Data la situazione è difficile dunque che l'Asl di Torino dia il via libera per la disputa del match contro il Sassuolo di venerdì, anche se una decisione a riguardo verrà presa soltanto domani: “Il Torino non giocherà? Si stanno facendo accertamenti e tamponi giorno per giorno per capire se si è contenuta la diffusione – sono state infatti le parole rilasciate a riguardo dal direttore dell'Asl di Torino Carlo Picco intervenuto ai microfoni di Radio Punto Nuovo-. Non c’è una parola definitiva su questo tema: ad oggi siamo in allerta per la partita con il Sassuolo e c’è la possibilità che non si giochi.  Il Torino rischia di fermarsi una partita: entro domani sarà presa una decisione”.

A peggiorare la situazione è il fatto che il focolaio Covid divampato nel gruppo squadra del Torino sia di variante inglese del virus, come ha spiegato lo stesso dottor Picco: “Ci comportiamo a seconda delle fasi epidemiche che affrontiamo.
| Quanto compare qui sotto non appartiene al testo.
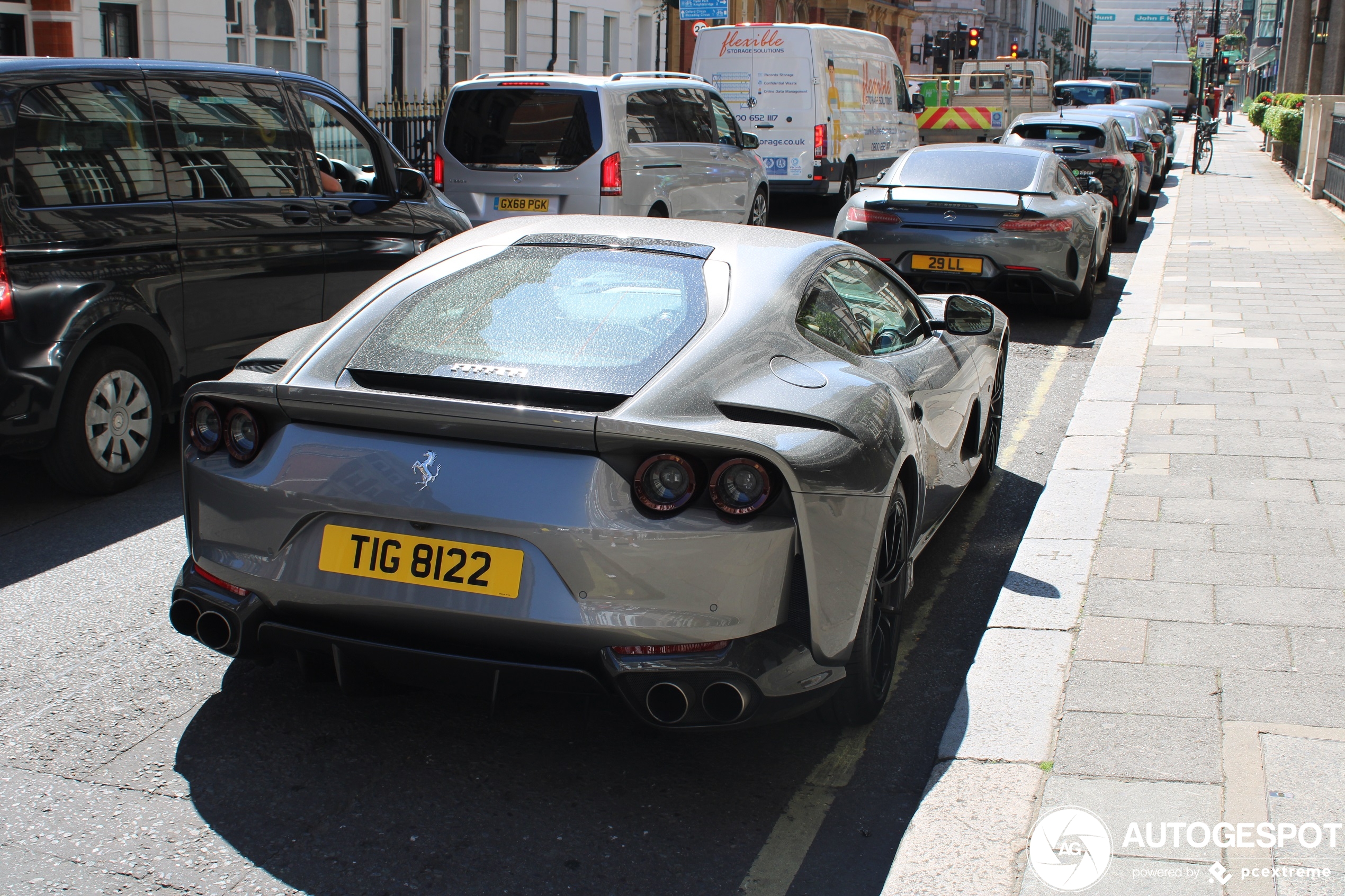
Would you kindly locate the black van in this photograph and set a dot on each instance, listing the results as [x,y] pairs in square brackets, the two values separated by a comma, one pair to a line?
[159,221]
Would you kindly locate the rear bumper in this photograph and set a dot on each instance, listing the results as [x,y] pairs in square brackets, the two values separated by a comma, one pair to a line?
[774,671]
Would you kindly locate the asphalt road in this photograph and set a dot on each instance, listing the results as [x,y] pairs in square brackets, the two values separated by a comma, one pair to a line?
[133,759]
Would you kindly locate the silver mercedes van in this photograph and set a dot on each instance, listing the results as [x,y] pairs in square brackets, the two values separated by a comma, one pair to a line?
[544,143]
C’è il tema della variante inglese che sta circolando molto e che ci ha portato anche a delle mini zone rosse anche in Piemonte e pertanto la tensione è altissima – ha infatti dichiarato il direttore dell’Asl torinese-. Di fronte ad un cluster con suggestioni importanti di variante inglese come nel Torino, con diffusione sia tra i calciatori sia tra le persone a loro vicine ci ha fatto riflettere su questa tematica. Se non ci fosse stata la variante inglese allora non avremmo preso questa posizione”.

A rischio per il Torino non c'è però soltanto la gara di venerdì con il Sassuolo. Nel caso in cui l'Asl propendesse infatti per il rinvio del match contro i neroverdi sarà praticamente certo anche quello della partita del turno infrasettimanale in programma il martedì successivo all'Olimpico di Roma contro la Lazio. Appare inevitabile dunque che, qualora venga accertato che quello divampato all'interno del gruppo squadra granata sia un focolaio incontrollato di variante inglese del virus, l'autorità sanitaria del capoluogo piemontese vieti la trasferta nella capitale alla squadra di Davide Nicola.